A number of additional registration methods have been added to make it easier to build up common conventions:

Method Description Example
AsImplementedInterfaces() Register the type as providing all of its public interfaces as services (excluding IDisposable).
builder.RegisterAssemblyTypes(asm)
       .Where(t => t.Name.EndsWith("Repository"))
       .AsImplementedInterfaces();
AsClosedTypesOf(open) Register types that are assignable to a closed instance of the open generic type.
builder.RegisterAssemblyTypes(asm)
       .AsClosedTypesOf(typeof(IRepository<>));
AsSelf() The default: register types as themselves - useful when also overriding the default with another service specification.
builder.RegisterAssemblyTypes(asm)
       .AsImplementedInterfaces()
       .AsSelf();

Scanning for Modules

Module scanning is performed with the RegisterAssemblyModules() registration method, which does exactly what its name suggests. It scans through the provided assemblies for :doc:`Autofac modules <../configuration/modules>`, creates instances of the modules, and then registers them with the current container builder.

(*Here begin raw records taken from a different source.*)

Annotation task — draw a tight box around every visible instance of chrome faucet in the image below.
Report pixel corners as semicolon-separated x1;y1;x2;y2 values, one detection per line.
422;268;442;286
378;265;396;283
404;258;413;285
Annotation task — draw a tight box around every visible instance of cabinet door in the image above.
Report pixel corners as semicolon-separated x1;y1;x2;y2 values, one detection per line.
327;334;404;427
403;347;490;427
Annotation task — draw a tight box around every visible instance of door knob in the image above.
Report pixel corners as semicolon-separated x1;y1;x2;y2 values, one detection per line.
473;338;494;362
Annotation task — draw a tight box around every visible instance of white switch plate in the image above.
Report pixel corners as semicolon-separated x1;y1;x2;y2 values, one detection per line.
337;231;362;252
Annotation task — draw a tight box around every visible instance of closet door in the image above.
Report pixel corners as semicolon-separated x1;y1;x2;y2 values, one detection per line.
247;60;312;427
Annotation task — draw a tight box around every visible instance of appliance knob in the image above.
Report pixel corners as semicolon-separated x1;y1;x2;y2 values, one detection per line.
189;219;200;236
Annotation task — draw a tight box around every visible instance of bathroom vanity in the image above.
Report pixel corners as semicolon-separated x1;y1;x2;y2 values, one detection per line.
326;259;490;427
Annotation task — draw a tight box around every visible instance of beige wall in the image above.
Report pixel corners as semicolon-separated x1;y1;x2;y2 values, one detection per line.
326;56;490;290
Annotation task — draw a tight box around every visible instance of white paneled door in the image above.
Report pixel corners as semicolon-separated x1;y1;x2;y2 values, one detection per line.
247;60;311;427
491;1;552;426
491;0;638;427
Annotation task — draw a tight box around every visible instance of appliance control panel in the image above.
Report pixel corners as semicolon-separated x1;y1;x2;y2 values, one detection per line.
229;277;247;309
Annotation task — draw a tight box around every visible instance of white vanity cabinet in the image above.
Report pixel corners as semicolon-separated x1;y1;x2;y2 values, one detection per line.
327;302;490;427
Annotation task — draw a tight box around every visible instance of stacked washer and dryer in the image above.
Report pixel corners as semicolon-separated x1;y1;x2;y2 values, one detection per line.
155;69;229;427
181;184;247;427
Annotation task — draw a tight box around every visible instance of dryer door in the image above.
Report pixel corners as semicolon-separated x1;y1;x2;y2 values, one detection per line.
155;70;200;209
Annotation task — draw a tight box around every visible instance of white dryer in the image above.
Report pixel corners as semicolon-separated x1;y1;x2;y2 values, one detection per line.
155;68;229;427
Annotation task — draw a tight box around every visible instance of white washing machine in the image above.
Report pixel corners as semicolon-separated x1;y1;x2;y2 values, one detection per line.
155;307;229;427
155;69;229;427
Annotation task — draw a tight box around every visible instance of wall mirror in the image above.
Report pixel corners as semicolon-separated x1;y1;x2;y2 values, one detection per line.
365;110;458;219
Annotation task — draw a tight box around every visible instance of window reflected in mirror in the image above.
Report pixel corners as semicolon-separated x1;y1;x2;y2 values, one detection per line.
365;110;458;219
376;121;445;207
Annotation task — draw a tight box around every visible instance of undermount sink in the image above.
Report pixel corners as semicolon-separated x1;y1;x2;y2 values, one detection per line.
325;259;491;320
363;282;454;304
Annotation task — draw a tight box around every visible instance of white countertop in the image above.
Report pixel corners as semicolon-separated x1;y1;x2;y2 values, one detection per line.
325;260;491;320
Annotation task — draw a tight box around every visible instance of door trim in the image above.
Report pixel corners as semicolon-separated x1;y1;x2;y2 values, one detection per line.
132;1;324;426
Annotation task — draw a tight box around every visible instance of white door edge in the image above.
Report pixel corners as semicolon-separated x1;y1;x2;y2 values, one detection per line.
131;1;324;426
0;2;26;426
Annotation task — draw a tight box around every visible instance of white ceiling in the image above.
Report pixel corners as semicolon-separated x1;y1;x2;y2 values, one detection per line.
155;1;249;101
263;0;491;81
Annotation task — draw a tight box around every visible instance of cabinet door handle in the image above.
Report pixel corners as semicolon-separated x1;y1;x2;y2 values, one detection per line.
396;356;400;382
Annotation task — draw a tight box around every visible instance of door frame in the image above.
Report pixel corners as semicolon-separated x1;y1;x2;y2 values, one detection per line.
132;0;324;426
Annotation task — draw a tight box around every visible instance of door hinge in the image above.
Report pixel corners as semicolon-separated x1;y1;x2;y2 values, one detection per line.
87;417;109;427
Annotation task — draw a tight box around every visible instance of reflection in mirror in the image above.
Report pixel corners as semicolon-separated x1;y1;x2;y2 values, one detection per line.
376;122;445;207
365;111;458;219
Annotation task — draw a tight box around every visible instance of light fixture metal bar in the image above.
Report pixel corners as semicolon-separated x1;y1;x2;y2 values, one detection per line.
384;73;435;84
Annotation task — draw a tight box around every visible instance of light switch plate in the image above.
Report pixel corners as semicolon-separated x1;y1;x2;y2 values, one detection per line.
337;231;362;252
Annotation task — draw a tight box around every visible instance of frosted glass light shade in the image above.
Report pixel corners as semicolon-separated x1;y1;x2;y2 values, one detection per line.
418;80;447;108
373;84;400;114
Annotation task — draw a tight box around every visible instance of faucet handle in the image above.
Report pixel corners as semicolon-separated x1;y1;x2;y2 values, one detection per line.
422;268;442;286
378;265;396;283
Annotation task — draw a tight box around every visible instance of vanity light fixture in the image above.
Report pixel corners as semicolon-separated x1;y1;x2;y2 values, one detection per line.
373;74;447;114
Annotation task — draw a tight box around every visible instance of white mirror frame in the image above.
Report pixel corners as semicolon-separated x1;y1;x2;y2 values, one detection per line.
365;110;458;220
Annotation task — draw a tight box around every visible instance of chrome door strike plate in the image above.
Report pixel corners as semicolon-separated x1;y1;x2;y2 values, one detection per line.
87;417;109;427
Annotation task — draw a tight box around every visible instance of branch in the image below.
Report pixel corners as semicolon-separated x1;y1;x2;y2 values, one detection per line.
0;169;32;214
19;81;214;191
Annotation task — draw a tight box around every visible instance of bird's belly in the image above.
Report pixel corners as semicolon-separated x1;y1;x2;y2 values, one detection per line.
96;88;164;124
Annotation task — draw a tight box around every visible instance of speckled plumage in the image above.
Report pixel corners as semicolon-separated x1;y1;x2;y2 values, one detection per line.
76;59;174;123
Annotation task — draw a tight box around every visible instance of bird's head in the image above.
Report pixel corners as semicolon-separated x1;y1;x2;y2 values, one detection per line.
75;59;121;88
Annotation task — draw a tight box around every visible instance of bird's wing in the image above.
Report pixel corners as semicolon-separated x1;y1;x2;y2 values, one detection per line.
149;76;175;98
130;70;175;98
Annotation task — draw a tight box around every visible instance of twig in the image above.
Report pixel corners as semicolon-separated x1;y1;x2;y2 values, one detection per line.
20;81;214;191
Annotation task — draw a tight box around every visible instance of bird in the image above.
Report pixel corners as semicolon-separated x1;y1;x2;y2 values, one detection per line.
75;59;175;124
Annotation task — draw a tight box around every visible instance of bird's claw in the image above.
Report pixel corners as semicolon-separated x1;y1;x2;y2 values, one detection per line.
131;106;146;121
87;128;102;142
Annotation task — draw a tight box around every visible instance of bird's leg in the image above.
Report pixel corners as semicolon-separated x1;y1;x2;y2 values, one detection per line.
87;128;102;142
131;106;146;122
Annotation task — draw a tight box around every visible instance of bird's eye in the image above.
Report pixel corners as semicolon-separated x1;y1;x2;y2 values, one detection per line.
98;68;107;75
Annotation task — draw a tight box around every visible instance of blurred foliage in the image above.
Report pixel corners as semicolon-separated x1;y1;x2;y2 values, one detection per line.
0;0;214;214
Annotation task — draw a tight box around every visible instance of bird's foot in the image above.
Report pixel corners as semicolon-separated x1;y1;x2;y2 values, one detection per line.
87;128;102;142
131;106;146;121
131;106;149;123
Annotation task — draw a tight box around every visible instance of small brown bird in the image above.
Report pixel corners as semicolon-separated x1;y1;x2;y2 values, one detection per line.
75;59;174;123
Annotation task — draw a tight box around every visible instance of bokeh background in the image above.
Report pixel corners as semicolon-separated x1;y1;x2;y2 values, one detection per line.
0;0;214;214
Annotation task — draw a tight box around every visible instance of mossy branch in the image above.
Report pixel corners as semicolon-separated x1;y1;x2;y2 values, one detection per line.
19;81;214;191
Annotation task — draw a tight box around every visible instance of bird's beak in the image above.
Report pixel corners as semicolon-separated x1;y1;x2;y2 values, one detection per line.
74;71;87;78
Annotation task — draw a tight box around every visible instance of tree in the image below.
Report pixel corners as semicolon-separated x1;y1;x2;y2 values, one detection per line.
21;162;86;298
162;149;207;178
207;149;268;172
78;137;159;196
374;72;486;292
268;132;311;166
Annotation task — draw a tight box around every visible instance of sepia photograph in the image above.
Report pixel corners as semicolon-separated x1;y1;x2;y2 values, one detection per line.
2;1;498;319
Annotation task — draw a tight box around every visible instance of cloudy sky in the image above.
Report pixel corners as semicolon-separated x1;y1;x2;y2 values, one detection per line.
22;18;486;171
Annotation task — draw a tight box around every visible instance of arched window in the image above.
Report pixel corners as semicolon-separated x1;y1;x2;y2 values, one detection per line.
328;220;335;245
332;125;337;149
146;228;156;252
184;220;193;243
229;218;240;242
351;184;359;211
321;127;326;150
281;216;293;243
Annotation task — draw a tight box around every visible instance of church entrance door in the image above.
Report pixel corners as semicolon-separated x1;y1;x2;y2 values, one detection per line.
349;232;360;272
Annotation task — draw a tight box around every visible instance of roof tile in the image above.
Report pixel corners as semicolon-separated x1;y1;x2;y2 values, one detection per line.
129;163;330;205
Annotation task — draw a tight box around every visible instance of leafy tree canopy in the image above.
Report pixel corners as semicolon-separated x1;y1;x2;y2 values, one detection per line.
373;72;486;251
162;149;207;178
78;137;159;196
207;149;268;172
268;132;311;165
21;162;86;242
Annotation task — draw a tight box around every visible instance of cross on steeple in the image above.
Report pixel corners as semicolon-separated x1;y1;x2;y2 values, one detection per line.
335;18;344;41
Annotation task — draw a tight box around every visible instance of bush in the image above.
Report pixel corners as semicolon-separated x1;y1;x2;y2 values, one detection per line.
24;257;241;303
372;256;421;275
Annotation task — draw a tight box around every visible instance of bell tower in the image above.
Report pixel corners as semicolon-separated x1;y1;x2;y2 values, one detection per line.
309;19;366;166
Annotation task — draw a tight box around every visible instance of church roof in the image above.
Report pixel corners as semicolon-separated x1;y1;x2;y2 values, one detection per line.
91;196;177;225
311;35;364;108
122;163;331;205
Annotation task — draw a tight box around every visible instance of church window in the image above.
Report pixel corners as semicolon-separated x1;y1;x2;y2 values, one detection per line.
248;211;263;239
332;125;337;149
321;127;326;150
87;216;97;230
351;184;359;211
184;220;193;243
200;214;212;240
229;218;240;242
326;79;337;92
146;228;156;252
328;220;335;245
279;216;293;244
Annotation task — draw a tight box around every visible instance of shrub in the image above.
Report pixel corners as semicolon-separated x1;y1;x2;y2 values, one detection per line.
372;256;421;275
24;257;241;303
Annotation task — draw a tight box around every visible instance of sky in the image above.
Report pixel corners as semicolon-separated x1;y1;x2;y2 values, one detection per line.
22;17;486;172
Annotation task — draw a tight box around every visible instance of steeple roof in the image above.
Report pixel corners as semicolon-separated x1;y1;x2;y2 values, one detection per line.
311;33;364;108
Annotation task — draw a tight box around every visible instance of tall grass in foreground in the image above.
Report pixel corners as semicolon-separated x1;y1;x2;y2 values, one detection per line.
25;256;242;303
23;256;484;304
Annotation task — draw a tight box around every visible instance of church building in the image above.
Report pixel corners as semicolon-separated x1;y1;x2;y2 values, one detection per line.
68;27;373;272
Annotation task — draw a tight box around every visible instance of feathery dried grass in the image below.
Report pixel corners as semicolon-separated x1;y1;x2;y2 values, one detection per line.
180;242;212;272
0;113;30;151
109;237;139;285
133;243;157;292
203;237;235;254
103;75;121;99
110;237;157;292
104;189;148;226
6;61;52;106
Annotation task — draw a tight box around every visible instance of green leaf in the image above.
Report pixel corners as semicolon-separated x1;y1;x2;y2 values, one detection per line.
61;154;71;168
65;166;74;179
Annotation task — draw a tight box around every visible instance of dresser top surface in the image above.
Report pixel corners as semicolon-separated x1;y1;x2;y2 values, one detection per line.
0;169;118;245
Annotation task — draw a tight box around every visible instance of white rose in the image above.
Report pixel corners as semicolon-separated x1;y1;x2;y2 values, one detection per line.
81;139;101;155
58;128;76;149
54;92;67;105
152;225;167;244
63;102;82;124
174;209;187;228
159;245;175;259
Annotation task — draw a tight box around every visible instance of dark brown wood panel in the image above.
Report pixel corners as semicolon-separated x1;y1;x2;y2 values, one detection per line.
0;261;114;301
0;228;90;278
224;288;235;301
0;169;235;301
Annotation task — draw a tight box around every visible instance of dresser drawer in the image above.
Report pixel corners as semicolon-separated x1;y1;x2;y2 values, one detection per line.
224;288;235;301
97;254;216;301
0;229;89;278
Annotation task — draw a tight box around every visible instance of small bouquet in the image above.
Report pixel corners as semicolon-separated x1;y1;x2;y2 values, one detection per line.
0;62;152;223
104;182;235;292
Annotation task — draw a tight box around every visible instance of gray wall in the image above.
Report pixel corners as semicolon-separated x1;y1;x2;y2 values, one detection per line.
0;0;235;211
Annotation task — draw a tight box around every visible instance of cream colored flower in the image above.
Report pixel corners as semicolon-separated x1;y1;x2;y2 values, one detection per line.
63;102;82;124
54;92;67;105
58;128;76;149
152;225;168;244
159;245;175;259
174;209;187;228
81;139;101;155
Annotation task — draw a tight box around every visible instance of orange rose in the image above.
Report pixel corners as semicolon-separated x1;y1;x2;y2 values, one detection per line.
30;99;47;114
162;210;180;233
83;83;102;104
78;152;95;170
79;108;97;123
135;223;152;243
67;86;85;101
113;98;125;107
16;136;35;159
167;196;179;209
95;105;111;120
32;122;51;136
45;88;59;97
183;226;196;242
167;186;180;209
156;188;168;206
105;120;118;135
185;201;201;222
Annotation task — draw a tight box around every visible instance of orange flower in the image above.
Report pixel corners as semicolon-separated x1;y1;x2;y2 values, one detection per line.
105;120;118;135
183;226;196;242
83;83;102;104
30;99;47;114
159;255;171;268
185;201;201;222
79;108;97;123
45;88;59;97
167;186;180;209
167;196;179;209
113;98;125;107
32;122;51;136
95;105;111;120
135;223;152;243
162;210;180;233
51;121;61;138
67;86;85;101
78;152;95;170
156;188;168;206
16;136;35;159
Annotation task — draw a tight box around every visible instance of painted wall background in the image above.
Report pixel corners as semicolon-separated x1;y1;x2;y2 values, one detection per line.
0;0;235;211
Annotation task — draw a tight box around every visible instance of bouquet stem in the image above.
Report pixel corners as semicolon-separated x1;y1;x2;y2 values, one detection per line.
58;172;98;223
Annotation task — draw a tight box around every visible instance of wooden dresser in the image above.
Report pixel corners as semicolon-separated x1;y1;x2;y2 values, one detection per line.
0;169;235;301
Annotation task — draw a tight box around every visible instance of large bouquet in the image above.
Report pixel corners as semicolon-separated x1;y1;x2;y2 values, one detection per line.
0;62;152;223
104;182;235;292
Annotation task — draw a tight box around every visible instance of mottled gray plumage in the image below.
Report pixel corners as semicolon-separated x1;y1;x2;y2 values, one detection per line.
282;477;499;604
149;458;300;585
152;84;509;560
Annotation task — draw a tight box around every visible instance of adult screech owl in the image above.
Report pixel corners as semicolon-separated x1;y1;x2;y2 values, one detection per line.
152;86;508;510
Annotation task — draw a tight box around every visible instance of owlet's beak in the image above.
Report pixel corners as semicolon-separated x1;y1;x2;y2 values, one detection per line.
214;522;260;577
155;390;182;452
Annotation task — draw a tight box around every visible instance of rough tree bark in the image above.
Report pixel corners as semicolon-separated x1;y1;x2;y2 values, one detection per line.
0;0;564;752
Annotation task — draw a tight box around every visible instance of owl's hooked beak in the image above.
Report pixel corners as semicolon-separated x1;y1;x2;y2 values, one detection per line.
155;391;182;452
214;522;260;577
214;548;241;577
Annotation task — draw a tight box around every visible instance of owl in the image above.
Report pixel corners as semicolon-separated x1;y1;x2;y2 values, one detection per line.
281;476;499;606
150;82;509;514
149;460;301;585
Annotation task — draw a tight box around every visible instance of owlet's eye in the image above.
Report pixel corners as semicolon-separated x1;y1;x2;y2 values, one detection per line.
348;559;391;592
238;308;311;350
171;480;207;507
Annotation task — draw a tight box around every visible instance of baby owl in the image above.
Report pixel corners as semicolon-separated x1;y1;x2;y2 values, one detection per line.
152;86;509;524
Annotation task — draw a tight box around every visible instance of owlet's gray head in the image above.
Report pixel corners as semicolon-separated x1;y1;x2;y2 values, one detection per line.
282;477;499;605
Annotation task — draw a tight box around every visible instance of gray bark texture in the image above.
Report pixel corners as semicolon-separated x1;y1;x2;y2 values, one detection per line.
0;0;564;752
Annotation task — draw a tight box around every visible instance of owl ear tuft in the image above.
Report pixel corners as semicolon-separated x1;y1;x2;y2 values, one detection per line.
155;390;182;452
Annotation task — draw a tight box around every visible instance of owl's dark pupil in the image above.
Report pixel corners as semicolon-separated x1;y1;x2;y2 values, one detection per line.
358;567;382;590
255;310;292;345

For example, say the two simple module classes below live in the same assembly and each register a single component:

public class AModule : Module
{
  protected override void Load(ContainerBuilder builder)
  {
    builder.Register(c => new AComponent()).As<AComponent>();
  }
}

public class BModule : Module
{
  protected override void Load(ContainerBuilder builder)
  {
    builder.Register(c => new BComponent()).As<BComponent>();
  }
}

The overload of RegisterAssemblyModules() that does not accept a type parameter will register all classes implementing IModule found in the provided list of assemblies. In the example below both modules get registered:

var assembly = typeof(AComponent).Assembly;
var builder = new ContainerBuilder();

// Registers both modules
builder.RegisterAssemblyModules(assembly);

The overload of RegisterAssemblyModules() with the generic type parameter allows you to specify a base type that the modules must derive from. In the example below only one module is registered because the scanning is restricted:

var assembly = typeof(AComponent).Assembly;
var builder = new ContainerBuilder();

// Registers AModule but not BModule
builder.RegisterAssemblyModules<AModule>(assembly);

The overload of RegisterAssemblyModules() with a Type object parameter works like the generic type parameter overload but allows you to specify a type that might be determined at runtime. In the example below only one module is registered because the scanning is restricted:

var assembly = typeof(AComponent).Assembly;
var builder = new ContainerBuilder();

// Registers AModule but not BModule
builder.RegisterAssemblyModules(typeof(AModule), assembly);

IIS Hosted Web Applications

When using assembly scanning with IIS applications, you can run into a little trouble depending on how you do the assembly location. (:doc:`This is one of our FAQs <../faq/iis-restart>`)

When hosting applications in IIS all assemblies are loaded into the AppDomain when the application first starts, but when the AppDomain is recycled by IIS the assemblies are then only loaded on demand.

To avoid this issue use the GetReferencedAssemblies() method on System.Web.Compilation.BuildManager to get a list of the referenced assemblies instead:

var assemblies = BuildManager.GetReferencedAssemblies().Cast<Assembly>();

That will force the referenced assemblies to be loaded into the AppDomain immediately making them available for module scanning.